This repository is the official implementation of Smart-CLIP (CVPR2025, Highlight)
SmartCLIP: Modular Vision-language Alignment with Identification Guarantees
Shaoan Xie*, Lingjing Kong*, Yujia Zheng, Yu Yao, Zeyu Tang, Eric P. Xing, Guangyi Chen, Kun Zhang
-🔥SmartCLIP provides a mask-based solution to improve CLIP training with long and short texts.
Our model is based on CLIP, please prepare environment for CLIP.
Please first clone our repo from github by running the following command.
git clone https://github.com/MidPush/SmartCLIP.git
cd SmartCLIP
Then download our trained models
mkdir checkpoints
wget https://huggingface.co/Shaoan/SmartCLIP/resolve/main/smartclip_l14.pt
wget https://huggingface.co/Shaoan/SmartCLIP/resolve/main/smartclip_b16.pt
mv smartclip_l14.pt checkpoints/
mv smartclip_b16.pt checkpoints/
from model import longclip
import torch
from PIL import Image
device = "cuda" if torch.cuda.is_available() else "cpu"
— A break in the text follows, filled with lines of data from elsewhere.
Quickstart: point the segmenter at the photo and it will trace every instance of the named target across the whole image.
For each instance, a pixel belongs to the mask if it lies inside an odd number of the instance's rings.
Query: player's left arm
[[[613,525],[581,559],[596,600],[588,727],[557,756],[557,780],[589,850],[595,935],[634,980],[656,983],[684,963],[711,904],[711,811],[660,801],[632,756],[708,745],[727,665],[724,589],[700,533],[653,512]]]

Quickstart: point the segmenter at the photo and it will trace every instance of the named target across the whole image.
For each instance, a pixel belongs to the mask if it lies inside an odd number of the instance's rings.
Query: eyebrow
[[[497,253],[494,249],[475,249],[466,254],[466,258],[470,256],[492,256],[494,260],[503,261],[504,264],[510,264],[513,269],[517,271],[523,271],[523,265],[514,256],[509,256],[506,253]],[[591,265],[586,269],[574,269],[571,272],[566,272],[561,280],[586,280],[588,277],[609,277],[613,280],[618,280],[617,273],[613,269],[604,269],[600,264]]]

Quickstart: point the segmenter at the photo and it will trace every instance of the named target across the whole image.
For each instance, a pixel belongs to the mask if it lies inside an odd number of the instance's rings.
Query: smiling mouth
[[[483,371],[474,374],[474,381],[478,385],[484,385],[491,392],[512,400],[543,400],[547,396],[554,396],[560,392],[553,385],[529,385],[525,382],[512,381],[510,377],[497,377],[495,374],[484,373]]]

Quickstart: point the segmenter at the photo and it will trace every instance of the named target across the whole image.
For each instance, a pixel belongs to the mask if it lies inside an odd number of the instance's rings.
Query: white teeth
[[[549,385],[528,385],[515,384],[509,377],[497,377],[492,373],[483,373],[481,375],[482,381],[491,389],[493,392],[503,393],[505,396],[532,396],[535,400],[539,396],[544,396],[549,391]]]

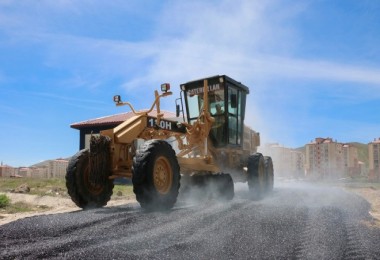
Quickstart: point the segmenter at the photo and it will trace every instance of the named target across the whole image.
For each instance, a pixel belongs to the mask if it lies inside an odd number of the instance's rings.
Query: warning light
[[[164,83],[164,84],[161,84],[161,91],[162,92],[168,92],[170,90],[170,84],[169,83]]]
model, preprocess = longclip.load("./checkpoints/smartclip_l14.pt", device=device)
text = longclip.tokenize(["A cat is holding a yellow sign", "A dog is holding a yellow sign"]).to(device)
image = preprocess(Image.open("./assets/cat.webp")).unsqueeze(0).to(device)
with torch.no_grad():
image_features = model.encode_image(image)
text_features = model.encode_text(text)
logits_per_image = image_features @ text_features.T
probs = logits_per_image.softmax(dim=-1).cpu().numpy()
print("Label probs:", probs)
To run text-image retrieval on COCO2017 or Flickr30k, run the following command after preparing the data
cd eval/retrieval
python coco.py --checkpoint=../../checkpoints/smartclip_l14.pt #COCO2017
python coco.py --checkpoint=../../checkpoints/smartclip_b16.pt #COCO2017
Please refer to train/train.md
for training details.
If you find our work helpful for your research, please consider giving a citation:
@inproceedings{xie2025smartclip,
title={SmartCLIP: Modular Vision-language Alignment with Identification Guarantees},
author={Xie, Shaoan and Lingjing, Lingjing and Zheng, Yujia and Yao, Yu and Tang, Zeyu and Xing, Eric P and Chen, Guangyi and Zhang, Kun},
booktitle={Proceedings of the Computer Vision and Pattern Recognition Conference},
pages={29780--29790},
year={2025}
}
Our code is heavily borrowed from LongCLIP.